The physics of this specular reflection by suitably sloped ocean waves (tilted wave facets from the geometrical optics perspective) is well understood (Kidder and Haar, 1995; Rees, 2013). The surface is rough insofar as the Rayleigh criterion hrmsλ, with hrms being the root mean squared height deviation of the surface and λ the wavelength. As winds ruffle the ocean surface, the bright spot broadens, which permits the extraction of useful information about winds (Cox and Munk, 1954a; Cox and Munk, 1954b). The often-observed glitter reduction by oil and soap suggests that short gravity and capillary waves with wavelengths under 10 cm contribute the most to glitter.

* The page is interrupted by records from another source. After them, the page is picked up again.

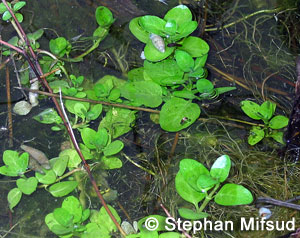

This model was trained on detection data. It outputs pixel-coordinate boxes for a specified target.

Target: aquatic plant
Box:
[241,101,289,145]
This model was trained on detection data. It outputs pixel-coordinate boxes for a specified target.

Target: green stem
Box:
[197,183,220,212]
[205,8,286,31]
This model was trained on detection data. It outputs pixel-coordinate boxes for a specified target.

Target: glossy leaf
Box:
[175,50,194,72]
[248,126,265,145]
[129,17,149,43]
[100,156,123,169]
[179,36,209,57]
[61,196,83,223]
[98,107,135,138]
[121,81,162,107]
[144,40,175,62]
[95,6,114,27]
[241,100,261,120]
[159,97,200,132]
[259,101,276,121]
[269,115,289,129]
[214,183,253,206]
[210,155,231,183]
[164,5,192,25]
[49,181,78,197]
[178,208,209,220]
[179,159,209,191]
[139,15,166,36]
[7,188,22,211]
[16,177,38,195]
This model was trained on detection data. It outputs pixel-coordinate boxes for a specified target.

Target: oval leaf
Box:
[49,181,78,197]
[215,183,253,206]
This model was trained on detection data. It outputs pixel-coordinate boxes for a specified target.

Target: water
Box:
[0,0,299,237]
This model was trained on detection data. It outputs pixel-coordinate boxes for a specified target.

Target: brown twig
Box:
[6,66,14,147]
[23,88,160,114]
[0,0,126,237]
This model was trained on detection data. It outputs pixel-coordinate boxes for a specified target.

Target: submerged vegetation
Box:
[0,0,299,238]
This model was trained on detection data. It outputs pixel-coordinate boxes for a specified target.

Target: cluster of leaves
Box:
[0,150,78,210]
[125,5,235,131]
[175,155,253,220]
[241,101,289,145]
[0,1,26,23]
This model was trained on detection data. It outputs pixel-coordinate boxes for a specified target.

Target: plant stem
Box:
[197,183,220,212]
[205,8,284,31]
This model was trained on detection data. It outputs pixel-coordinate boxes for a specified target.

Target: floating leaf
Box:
[214,183,253,206]
[210,155,231,183]
[16,177,38,195]
[121,81,162,107]
[159,97,200,132]
[269,115,289,129]
[7,188,22,211]
[49,181,78,197]
[178,208,209,220]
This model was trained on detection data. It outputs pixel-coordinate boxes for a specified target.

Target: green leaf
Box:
[178,208,209,220]
[103,140,124,156]
[269,115,289,129]
[61,196,83,223]
[13,1,26,12]
[159,97,200,132]
[59,149,81,170]
[100,156,123,169]
[139,15,166,36]
[129,17,149,43]
[0,2,11,14]
[86,104,102,121]
[259,101,276,121]
[248,126,265,145]
[2,11,11,21]
[268,131,284,144]
[35,169,56,184]
[15,13,24,23]
[214,183,253,206]
[241,100,262,120]
[179,36,209,57]
[144,60,184,86]
[98,107,135,138]
[197,174,218,191]
[33,108,62,124]
[179,159,209,191]
[52,155,69,176]
[121,81,162,107]
[144,40,175,62]
[175,50,194,72]
[7,188,22,211]
[210,155,231,183]
[164,19,177,36]
[49,181,78,197]
[53,207,73,227]
[65,100,90,114]
[95,6,114,27]
[164,5,192,25]
[196,79,214,93]
[45,213,73,236]
[16,177,38,195]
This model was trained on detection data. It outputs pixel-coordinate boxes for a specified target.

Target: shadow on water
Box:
[0,0,300,238]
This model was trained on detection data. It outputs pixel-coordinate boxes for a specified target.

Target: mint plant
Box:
[241,100,289,145]
[175,155,253,220]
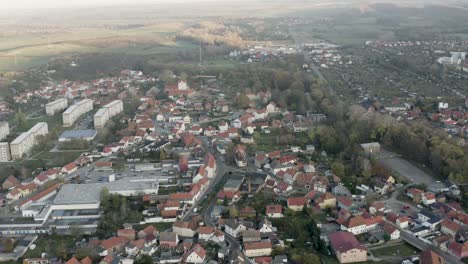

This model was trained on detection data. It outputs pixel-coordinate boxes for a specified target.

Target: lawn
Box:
[371,243,420,257]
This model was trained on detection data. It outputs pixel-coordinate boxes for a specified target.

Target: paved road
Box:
[387,217,463,264]
[400,231,463,264]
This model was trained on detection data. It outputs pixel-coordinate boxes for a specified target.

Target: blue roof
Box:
[60,129,97,139]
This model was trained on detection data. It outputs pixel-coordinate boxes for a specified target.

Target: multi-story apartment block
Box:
[0,142,11,162]
[63,99,93,127]
[10,122,49,159]
[94,108,109,129]
[46,98,68,116]
[0,122,10,140]
[94,100,123,128]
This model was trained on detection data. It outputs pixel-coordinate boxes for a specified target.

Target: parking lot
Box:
[378,152,435,185]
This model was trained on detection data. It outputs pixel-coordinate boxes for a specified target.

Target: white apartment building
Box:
[0,142,11,162]
[94,100,123,129]
[94,108,109,129]
[0,122,10,140]
[63,99,93,127]
[46,98,68,116]
[10,122,49,159]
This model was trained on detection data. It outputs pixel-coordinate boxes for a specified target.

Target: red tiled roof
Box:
[101,237,128,249]
[244,241,272,250]
[420,250,445,264]
[81,256,93,264]
[65,257,81,264]
[440,219,461,232]
[383,224,397,235]
[288,197,307,206]
[328,231,367,253]
[198,226,215,235]
[266,204,283,214]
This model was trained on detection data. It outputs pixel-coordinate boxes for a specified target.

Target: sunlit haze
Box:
[0,0,219,10]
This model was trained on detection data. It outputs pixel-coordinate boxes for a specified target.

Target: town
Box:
[0,59,468,263]
[0,0,468,264]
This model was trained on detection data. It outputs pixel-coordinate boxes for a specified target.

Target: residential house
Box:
[244,240,273,258]
[328,231,367,263]
[447,241,468,258]
[287,197,308,211]
[258,219,276,236]
[369,202,385,214]
[159,232,179,248]
[314,192,336,209]
[62,162,78,174]
[224,219,253,237]
[440,219,461,237]
[422,192,436,206]
[266,204,284,218]
[2,175,20,190]
[382,224,400,240]
[185,244,206,263]
[99,237,129,257]
[172,220,198,237]
[406,188,424,203]
[137,225,159,238]
[242,229,262,242]
[419,250,445,264]
[117,228,136,241]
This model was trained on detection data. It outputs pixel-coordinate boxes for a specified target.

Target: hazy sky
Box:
[0,0,218,10]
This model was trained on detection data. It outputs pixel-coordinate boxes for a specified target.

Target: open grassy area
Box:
[371,243,420,257]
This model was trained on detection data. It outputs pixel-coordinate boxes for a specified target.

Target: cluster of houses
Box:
[2,156,93,203]
[229,45,298,63]
[14,70,156,104]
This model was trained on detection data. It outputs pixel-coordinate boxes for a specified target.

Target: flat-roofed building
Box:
[0,142,11,162]
[10,122,49,159]
[63,99,93,127]
[58,129,97,142]
[94,108,109,129]
[0,122,10,140]
[94,100,123,128]
[46,98,68,116]
[103,100,123,118]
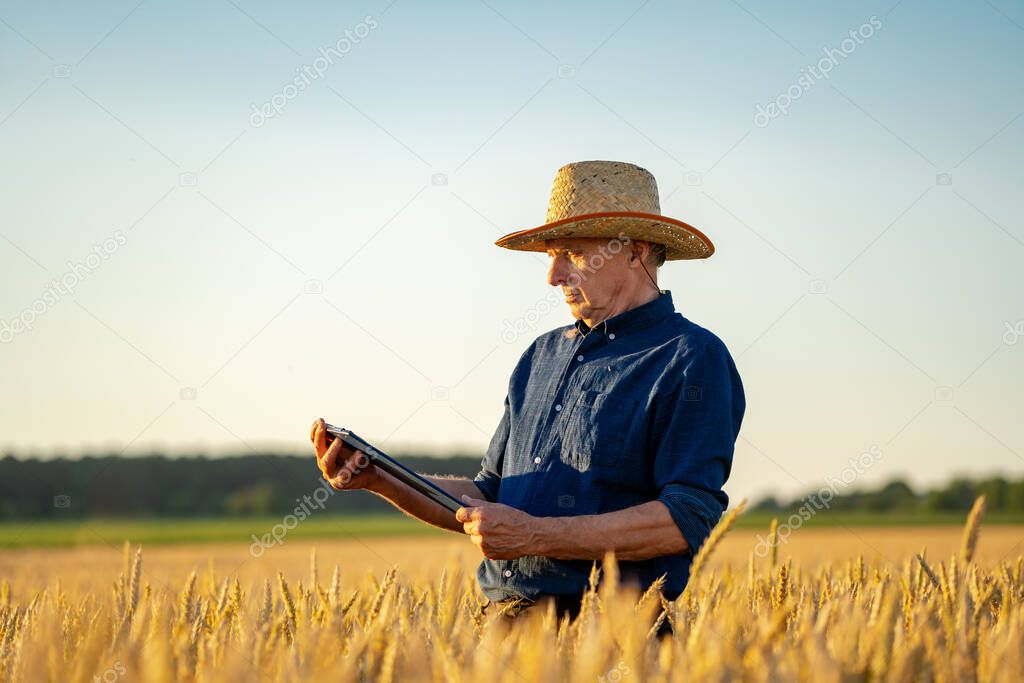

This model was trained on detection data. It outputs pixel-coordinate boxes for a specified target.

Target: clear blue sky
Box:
[0,0,1024,497]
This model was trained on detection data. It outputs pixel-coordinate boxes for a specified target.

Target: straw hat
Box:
[495,161,715,261]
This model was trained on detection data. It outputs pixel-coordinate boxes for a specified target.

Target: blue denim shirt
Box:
[474,291,745,601]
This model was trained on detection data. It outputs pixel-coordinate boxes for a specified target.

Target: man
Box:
[310,161,745,626]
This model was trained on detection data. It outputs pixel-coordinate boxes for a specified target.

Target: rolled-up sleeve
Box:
[650,342,745,553]
[473,396,511,503]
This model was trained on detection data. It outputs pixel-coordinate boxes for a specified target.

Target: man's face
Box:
[547,238,635,319]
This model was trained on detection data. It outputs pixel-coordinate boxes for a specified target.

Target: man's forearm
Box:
[532,501,689,560]
[371,472,483,532]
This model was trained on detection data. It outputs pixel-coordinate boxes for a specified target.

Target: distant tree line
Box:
[753,477,1024,515]
[0,453,1024,519]
[0,453,480,519]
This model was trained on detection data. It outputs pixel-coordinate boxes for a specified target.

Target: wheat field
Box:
[0,501,1024,683]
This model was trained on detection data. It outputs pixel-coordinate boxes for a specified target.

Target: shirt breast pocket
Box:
[562,389,640,471]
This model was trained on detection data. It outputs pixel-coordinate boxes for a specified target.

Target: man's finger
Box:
[319,430,345,477]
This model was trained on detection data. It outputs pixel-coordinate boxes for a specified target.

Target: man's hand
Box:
[309,418,381,490]
[455,496,539,560]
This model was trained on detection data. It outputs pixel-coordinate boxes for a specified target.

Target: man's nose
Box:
[548,256,565,287]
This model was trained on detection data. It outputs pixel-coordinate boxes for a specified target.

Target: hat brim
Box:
[495,211,715,261]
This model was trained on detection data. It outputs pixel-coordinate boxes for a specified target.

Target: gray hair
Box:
[647,242,669,268]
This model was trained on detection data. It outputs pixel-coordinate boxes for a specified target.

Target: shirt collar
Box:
[573,290,676,335]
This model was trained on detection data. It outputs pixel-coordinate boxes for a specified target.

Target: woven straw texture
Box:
[495,161,715,261]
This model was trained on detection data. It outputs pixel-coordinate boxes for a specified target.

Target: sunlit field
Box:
[0,499,1024,682]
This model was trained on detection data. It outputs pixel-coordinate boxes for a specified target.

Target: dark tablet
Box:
[327,424,463,512]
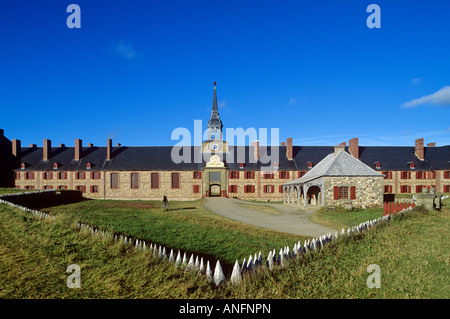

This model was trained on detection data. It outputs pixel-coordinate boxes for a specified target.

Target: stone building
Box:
[283,145,384,207]
[0,85,450,203]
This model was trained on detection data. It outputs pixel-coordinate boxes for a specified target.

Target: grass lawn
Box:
[0,188,450,299]
[46,200,307,264]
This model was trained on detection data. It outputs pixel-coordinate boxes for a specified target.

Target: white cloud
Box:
[110,39,141,61]
[288,97,298,105]
[411,78,423,85]
[402,86,450,108]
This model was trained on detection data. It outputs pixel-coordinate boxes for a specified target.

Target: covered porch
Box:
[283,178,325,208]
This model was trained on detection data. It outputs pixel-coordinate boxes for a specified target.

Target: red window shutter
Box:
[334,186,339,199]
[350,186,356,199]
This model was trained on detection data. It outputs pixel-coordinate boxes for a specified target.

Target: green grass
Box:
[310,207,383,230]
[46,200,307,264]
[0,192,450,299]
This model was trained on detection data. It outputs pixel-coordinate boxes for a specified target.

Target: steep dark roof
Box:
[14,146,450,171]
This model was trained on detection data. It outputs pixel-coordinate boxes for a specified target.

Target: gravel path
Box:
[204,197,336,237]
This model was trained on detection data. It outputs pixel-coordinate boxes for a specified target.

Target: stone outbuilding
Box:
[283,145,384,207]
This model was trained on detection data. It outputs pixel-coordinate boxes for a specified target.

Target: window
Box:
[150,173,159,189]
[339,186,348,198]
[263,185,275,193]
[131,173,139,189]
[382,172,392,179]
[279,172,289,179]
[244,185,255,193]
[75,172,86,179]
[91,185,98,193]
[334,186,356,199]
[42,172,53,179]
[193,171,202,179]
[111,173,119,189]
[244,171,255,179]
[57,172,67,179]
[400,172,411,179]
[25,172,34,179]
[75,185,86,193]
[229,171,239,179]
[172,173,180,188]
[400,185,411,193]
[192,185,200,194]
[91,172,101,179]
[263,172,274,179]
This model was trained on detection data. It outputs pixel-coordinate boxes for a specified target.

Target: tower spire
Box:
[208,81,223,139]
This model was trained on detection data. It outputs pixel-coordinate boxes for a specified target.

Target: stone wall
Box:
[324,176,383,207]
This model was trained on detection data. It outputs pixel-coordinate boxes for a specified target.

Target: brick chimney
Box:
[12,140,22,158]
[42,139,52,161]
[75,138,83,161]
[106,138,112,161]
[252,140,259,162]
[416,138,425,161]
[286,137,294,161]
[348,137,359,159]
[334,143,345,156]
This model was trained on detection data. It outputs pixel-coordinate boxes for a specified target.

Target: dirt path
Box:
[204,197,335,237]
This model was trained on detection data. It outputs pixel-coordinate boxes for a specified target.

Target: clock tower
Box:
[202,82,228,196]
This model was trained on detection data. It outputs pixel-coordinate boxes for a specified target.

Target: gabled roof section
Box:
[285,151,383,185]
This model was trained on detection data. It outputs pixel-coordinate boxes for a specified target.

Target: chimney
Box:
[416,138,425,161]
[348,137,359,159]
[106,138,112,161]
[75,138,83,161]
[286,137,294,161]
[42,139,52,161]
[334,143,345,156]
[252,140,259,162]
[12,140,21,158]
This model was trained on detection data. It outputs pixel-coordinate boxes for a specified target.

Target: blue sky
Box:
[0,0,450,146]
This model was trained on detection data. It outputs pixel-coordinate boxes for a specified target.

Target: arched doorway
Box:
[306,186,321,205]
[209,184,221,196]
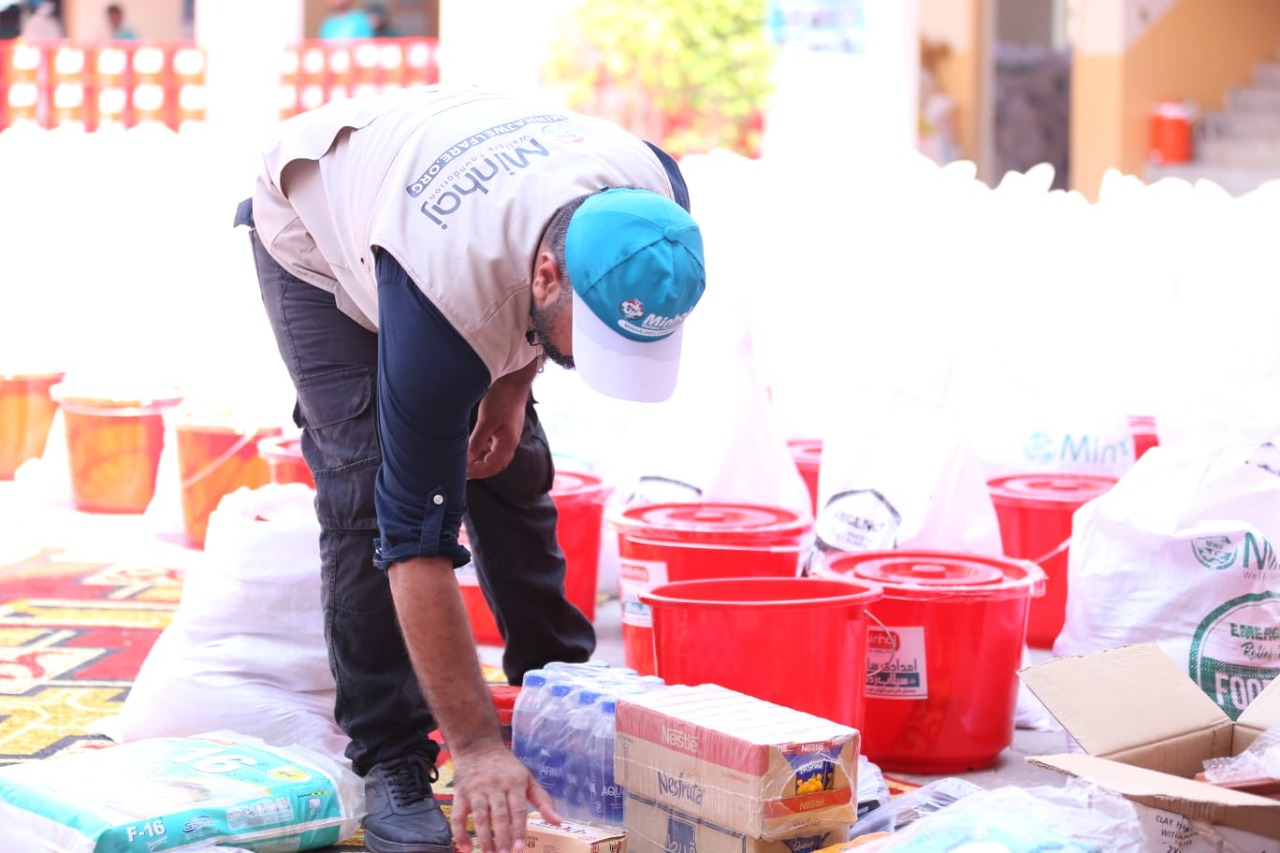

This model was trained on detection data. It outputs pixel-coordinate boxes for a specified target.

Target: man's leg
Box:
[252,225,438,776]
[466,397,595,684]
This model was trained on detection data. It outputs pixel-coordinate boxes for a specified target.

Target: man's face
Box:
[532,287,573,370]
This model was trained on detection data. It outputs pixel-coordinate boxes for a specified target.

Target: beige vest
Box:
[253,88,672,378]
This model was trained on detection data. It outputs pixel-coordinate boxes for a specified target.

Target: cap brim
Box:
[573,293,684,402]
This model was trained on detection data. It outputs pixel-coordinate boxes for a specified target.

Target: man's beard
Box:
[532,288,573,370]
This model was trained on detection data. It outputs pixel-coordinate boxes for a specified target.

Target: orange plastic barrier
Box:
[0,41,205,131]
[280,37,440,118]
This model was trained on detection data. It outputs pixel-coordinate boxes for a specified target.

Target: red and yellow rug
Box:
[0,517,914,853]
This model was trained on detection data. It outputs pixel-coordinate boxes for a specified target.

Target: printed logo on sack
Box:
[1188,592,1280,720]
[662,812,698,853]
[1192,537,1235,571]
[1192,532,1280,580]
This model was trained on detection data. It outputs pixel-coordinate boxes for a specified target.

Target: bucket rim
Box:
[987,471,1120,510]
[49,382,183,415]
[550,470,613,500]
[608,501,813,547]
[640,576,884,610]
[817,549,1048,601]
[0,370,67,383]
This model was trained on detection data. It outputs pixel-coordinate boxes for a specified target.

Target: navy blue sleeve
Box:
[645,141,692,213]
[374,252,489,570]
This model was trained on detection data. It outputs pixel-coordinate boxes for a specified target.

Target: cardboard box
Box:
[525,812,627,853]
[614,684,859,839]
[1019,643,1280,849]
[626,792,850,853]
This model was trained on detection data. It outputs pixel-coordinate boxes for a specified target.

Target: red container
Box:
[0,373,63,480]
[175,420,280,548]
[817,551,1044,774]
[787,438,822,515]
[257,437,316,488]
[457,471,609,646]
[640,578,881,729]
[611,503,813,675]
[552,471,609,621]
[987,473,1116,648]
[1129,415,1160,460]
[489,684,520,749]
[1147,101,1196,164]
[51,386,182,514]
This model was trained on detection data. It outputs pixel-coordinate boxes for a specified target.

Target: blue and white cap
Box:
[564,188,707,402]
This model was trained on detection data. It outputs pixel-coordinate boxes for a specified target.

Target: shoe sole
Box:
[365,829,453,853]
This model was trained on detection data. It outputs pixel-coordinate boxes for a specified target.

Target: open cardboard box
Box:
[1019,643,1280,839]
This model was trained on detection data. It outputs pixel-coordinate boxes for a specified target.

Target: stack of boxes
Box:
[614,684,859,853]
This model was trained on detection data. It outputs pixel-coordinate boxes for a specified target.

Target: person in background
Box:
[236,87,705,853]
[365,3,399,38]
[20,0,67,41]
[0,0,22,41]
[320,0,374,40]
[106,3,138,41]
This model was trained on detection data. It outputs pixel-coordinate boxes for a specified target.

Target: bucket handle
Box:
[182,433,259,489]
[1032,537,1071,566]
[863,610,897,679]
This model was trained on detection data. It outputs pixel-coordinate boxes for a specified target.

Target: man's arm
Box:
[467,359,539,480]
[388,557,559,853]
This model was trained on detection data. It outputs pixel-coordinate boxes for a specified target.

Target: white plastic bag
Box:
[1053,435,1280,720]
[119,484,347,758]
[814,400,1004,557]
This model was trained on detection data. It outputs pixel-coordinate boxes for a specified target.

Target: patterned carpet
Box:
[0,473,914,853]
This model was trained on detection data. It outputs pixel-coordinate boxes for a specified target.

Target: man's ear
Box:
[532,248,564,307]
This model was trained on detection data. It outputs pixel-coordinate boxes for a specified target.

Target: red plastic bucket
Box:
[815,551,1044,774]
[175,419,280,548]
[457,471,609,646]
[51,386,182,512]
[640,578,881,729]
[552,471,609,621]
[787,438,822,515]
[0,373,64,480]
[609,503,813,675]
[987,473,1116,648]
[257,435,316,488]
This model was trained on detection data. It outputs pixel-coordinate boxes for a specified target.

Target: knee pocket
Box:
[298,369,381,528]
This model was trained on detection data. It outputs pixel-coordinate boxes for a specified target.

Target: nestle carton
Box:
[614,684,859,840]
[626,792,850,853]
[525,812,627,853]
[1019,643,1280,850]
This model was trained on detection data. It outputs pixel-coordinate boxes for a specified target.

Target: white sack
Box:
[120,484,347,757]
[1053,438,1280,720]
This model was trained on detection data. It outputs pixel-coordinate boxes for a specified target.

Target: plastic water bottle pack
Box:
[512,662,663,826]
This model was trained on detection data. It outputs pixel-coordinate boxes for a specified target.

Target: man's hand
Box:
[449,747,559,853]
[467,361,538,480]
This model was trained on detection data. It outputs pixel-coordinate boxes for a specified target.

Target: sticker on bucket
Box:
[1189,592,1280,720]
[867,625,929,699]
[814,489,902,551]
[618,558,667,628]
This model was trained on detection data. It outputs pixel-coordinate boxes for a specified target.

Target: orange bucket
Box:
[257,435,316,488]
[175,420,280,548]
[51,386,182,512]
[0,373,64,480]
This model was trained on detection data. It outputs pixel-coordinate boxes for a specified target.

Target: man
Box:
[106,3,138,41]
[237,88,705,853]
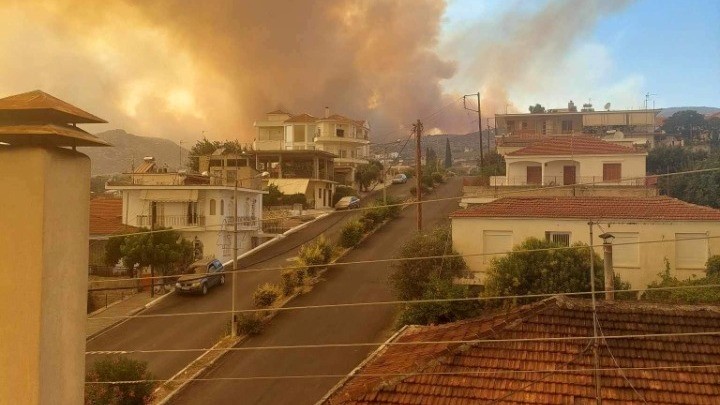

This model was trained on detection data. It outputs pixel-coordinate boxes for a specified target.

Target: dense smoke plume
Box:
[0,0,622,142]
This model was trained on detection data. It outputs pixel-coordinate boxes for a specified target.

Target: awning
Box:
[140,190,198,202]
[268,179,310,195]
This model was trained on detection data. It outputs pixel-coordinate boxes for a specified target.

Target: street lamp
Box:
[600,232,615,302]
[230,169,270,337]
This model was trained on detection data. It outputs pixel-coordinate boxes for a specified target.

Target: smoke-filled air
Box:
[0,0,626,142]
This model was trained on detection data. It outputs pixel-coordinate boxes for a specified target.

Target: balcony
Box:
[225,217,261,231]
[137,215,205,228]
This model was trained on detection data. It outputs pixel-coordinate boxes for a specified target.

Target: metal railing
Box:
[137,215,205,228]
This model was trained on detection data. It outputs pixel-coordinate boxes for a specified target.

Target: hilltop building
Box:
[253,107,370,185]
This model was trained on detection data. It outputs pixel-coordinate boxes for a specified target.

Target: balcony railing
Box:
[225,217,260,231]
[489,176,646,187]
[137,215,205,228]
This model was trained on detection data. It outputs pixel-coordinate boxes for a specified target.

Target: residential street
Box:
[86,183,412,379]
[173,178,462,404]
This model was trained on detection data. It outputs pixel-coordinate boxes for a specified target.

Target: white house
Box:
[490,135,647,186]
[253,107,370,185]
[106,159,264,261]
[450,197,720,288]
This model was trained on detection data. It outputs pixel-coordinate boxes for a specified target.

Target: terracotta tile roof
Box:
[507,135,638,156]
[450,197,720,221]
[285,113,318,122]
[325,297,720,404]
[0,124,111,146]
[90,197,137,236]
[0,90,107,124]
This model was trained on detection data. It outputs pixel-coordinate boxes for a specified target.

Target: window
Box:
[483,231,512,263]
[603,163,622,181]
[611,232,640,267]
[675,233,708,269]
[545,232,570,247]
[293,125,305,142]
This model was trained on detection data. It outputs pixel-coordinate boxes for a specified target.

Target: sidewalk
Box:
[85,291,169,339]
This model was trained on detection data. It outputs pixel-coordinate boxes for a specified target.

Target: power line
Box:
[87,284,720,319]
[85,331,720,356]
[95,165,720,237]
[93,235,720,283]
[85,364,720,384]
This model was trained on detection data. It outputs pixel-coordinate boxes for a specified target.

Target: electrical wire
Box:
[86,284,720,319]
[85,331,720,356]
[95,165,720,237]
[88,235,720,283]
[85,364,720,385]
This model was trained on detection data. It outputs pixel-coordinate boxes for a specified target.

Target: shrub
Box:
[298,235,333,277]
[705,255,720,277]
[340,220,365,248]
[253,283,282,308]
[85,355,156,405]
[237,312,263,336]
[280,269,298,296]
[333,186,357,205]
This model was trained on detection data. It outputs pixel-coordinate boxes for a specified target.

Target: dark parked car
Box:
[335,196,360,210]
[175,259,225,295]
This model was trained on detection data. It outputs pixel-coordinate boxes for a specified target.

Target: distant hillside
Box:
[660,107,720,118]
[78,129,189,176]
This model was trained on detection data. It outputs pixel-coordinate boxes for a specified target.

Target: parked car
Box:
[393,173,407,184]
[175,259,225,295]
[335,196,360,210]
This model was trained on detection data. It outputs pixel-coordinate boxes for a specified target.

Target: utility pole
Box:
[413,120,423,232]
[588,221,602,405]
[463,91,489,170]
[230,167,239,338]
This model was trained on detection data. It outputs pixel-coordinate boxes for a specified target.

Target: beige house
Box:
[106,158,264,261]
[450,197,720,288]
[495,101,660,155]
[253,108,370,185]
[490,135,647,186]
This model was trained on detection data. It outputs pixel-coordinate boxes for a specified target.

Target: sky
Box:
[0,0,720,143]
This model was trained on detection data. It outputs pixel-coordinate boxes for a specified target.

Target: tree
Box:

The Cox–Monk expansion around the Gaussian distribution of slopes (Cox and Munk, 1954a) is perhaps the most widespread and currently used roughness characterization (e.g., see the recent results obtained by Guérin et al. (2023)). Open questions remain, however, and difficulties with unrealistic variance were pointed out by Wentz (1976), and mathematical inconsistencies were identified by Tatarskii (2003), who showed that the analytical representation of the Cox–Monk probability density function leads to negative probabilities in certain regions of the slopes. In this regard, merely observing the width of the ocean glitter spot by EPIC may help estimate slope variances directly. In a marvelous effort, Bréon and Henriot (2006) took about nine million measurements, but perhaps EPIC can monitor ocean glitter with much less effort (relatively few images).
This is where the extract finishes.